Feb 17 07:10:07 afg-prod-web2 journal: afg-prod-web2 statistics: 192.168.28.12 - 200 - "{\x0A \x22identifier\x22: {\x0A \x22company_code\x22: \x22TSC\x22,\x0A \x22product_type\x22: \x22airtime-ctg\x22,\x0A \x22host_type\x22: \x22android\x22\x0A },\x0A \x22id\x22: {\x0A \x22type\x22: \x22guest\x22,\x0A \x22group\x22: \x22guest\x22,\x0A \x22uuid\x22: \x22fd2dfcdc-ade2-11e6-8404-0242ac110003\x22,\x0A \x22device_id\x22: \x222f504f5ed3c64934\x22\x0A },\x0A \x22stats\x22: [\x0A {\x0A \x22timestamp\x22: \x222017-02-16T23:29:57+0000\x22,\x0A \x22software_id\x22: \x22A-ACTG\x22,\x0A \x22action_id\x22: \x22open_app\x22,\x0A \x22values\x22: {\x0A \x22device_id\x22: \x222f504f5ed3c64934\x22,\x0A \x22language\x22: \x22en\x22\x0A }\x0A }\x0A ]\x0A}"
Feb 17 07:10:07 afg-prod-web1 journal: afg-prod-web1 statistics: 192.168.28.12 - 200 - "{\x0A \x22identifier\x22: {\x0A \x22company_code\x22: \x22TSC\x22,\x0A \x22product_type\x22: \x22airtime-ctg\x22,\x0A \x22host_type\x22: \x22android\x22\x0A },\x0A \x22id\x22: {\x0A \x22type\x22: \x22guest\x22,\x0A \x22group\x22: \x22guest\x22,\x0A \x22uuid\x22: \x22fd2dfcdc-ade2-11e6-8404-0242ac110003\x22,\x0A \x22device_id\x22: \x222f504f5ed3c64934\x22\x0A },\x0A \x22stats\x22: [\x0A {\x0A \x22timestamp\x22: \x222017-02-16T23:29:57+0000\x22,\x0A \x22software_id\x22: \x22A-ACTG\x22,\x0A \x22action_id\x22: \x22open_app\x22,\x0A \x22values\x22: {\x0A \x22device_id\x22: \x222f504f5ed3c64934\x22,\x0A \x22language\x22: \x22en\x22\x0A }\x0A }\x0A ]\x0A}"]
我想提取date
ie。

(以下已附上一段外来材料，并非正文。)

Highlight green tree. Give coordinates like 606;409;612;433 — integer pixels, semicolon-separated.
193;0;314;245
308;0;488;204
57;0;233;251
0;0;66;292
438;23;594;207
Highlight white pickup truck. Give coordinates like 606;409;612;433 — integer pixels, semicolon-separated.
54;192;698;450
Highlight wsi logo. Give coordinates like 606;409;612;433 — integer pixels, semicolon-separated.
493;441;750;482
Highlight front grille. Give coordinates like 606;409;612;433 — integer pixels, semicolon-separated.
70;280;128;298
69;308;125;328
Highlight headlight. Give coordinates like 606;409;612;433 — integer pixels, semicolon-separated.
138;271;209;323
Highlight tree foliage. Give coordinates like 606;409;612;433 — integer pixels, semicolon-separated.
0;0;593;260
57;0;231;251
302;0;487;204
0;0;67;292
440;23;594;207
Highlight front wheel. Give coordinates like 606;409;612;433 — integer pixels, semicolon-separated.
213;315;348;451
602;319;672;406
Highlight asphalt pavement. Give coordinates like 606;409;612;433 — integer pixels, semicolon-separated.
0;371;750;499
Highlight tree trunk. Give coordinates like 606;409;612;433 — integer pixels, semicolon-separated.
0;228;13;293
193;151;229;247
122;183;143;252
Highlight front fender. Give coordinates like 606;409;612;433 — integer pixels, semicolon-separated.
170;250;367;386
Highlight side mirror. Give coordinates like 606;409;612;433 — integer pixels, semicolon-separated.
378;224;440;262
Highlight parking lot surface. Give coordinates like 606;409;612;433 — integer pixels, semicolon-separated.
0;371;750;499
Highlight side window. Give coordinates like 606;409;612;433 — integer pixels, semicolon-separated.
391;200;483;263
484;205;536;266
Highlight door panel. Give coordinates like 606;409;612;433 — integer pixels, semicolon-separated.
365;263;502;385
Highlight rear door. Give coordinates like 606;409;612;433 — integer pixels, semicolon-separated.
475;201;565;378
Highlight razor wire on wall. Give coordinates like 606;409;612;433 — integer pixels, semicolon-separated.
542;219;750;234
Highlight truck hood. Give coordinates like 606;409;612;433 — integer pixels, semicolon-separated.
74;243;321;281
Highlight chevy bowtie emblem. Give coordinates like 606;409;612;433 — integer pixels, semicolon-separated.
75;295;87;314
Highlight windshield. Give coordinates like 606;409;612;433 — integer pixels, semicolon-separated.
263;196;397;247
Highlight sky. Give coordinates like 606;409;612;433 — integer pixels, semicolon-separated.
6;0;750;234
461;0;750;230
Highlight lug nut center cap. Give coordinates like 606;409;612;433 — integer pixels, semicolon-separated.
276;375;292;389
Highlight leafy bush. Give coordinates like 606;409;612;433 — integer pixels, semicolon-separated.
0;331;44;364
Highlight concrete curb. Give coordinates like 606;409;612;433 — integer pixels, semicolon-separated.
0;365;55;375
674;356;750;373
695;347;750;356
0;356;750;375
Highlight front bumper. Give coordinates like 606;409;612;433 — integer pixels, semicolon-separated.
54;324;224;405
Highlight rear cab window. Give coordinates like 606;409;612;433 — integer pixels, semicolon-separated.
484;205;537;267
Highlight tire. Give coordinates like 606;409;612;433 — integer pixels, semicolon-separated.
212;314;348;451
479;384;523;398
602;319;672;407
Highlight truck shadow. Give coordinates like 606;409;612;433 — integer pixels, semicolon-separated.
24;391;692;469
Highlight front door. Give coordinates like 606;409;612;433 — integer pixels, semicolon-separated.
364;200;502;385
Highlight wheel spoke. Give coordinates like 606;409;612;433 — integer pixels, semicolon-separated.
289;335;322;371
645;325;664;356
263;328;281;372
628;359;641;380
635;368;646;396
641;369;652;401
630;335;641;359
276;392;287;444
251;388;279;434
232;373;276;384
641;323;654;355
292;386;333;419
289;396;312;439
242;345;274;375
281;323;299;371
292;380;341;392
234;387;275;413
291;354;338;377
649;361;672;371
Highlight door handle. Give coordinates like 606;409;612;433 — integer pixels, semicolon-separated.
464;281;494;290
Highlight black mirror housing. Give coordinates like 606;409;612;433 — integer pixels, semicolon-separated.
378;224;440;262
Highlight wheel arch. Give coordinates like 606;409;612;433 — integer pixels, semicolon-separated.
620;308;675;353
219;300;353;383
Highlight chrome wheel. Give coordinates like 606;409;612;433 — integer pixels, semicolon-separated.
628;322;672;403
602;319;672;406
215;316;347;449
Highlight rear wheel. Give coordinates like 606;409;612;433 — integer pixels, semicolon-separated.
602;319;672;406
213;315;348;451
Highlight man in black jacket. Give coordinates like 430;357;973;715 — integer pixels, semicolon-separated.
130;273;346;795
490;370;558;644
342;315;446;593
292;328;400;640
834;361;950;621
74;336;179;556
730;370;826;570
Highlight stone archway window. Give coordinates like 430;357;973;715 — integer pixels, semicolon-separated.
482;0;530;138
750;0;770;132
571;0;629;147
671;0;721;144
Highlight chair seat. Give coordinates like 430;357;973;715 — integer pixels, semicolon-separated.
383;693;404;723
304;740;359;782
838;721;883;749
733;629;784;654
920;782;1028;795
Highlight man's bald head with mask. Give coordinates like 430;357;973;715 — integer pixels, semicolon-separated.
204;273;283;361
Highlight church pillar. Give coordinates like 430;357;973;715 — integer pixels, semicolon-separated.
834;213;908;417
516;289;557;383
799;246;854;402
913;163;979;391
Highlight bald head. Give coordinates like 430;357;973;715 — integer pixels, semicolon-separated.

每行Feb 17 07:10:07
并将其放入数组中。
我尝试应用for循环,但它出错:
IndexError: list index out of range
我试过的代码:
for i in splitdata:
abc = splitdata[logcount]
aa = abc.split()
if(aa[0] == "Feb"):
aaa = "".join([aa[0],' ',aa[1],' ',aa[2]])
logtime.append(aaa)
logcount += 2
else:
pass
print logtime
答案 0 :(得分:0)
如果您的日志保存在名为log.log的文件中,您可以通过执行以下操作来获取日期:
with open('log.log') as f:
log_time = []
for line in f:
log_time.append(line[:15])
print(log_time)
答案 1 :(得分:0)
您只需检查len(拆分字符串)以避免此类错误。改进代码有很多空间。
In [1]: sample_text = """Feb 17 07:10:07 afg-prod-web2 journal: afg-prod-web2 statistics: 192.168.28.12 - 200 - "{\x0A
...: \x22identifier\x22: {\x0A \x22company_code\x22: \x22TSC\x22,\x0A \x22product_type\x22: \x22airtime
...: -ctg\x22,\x0A \x22host_type\x22: \x22android\x22\x0A },\x0A \x22id\x22: {\x0A \x22type\x22: \
...: x22guest\x22,\x0A \x22group\x22: \x22guest\x22,\x0A \x22uuid\x22: \x22fd2dfcdc-ade2-11e6-8404-0242a
...: c110003\x22,\x0A \x22device_id\x22: \x222f504f5ed3c64934\x22\x0A },\x0A \x22stats\x22: [\x0A
...: {\x0A \x22timestamp\x22: \x222017-02-16T23:29:57+0000\x22,\x0A \x22software_id\x22: \x22A-A
...: CTG\x22,\x0A \x22action_id\x22: \x22open_app\x22,\x0A \x22values\x22: {\x0A
...: \x22device_id\x22: \x222f504f5ed3c64934\x22,\x0A \x22language\x22: \x22en\x22\x0A }\x0A
...: }\x0A ]\x0A}"""
In [2]: def get_time_from_log(log_text):
...: log_text_split = log_text.split(" ")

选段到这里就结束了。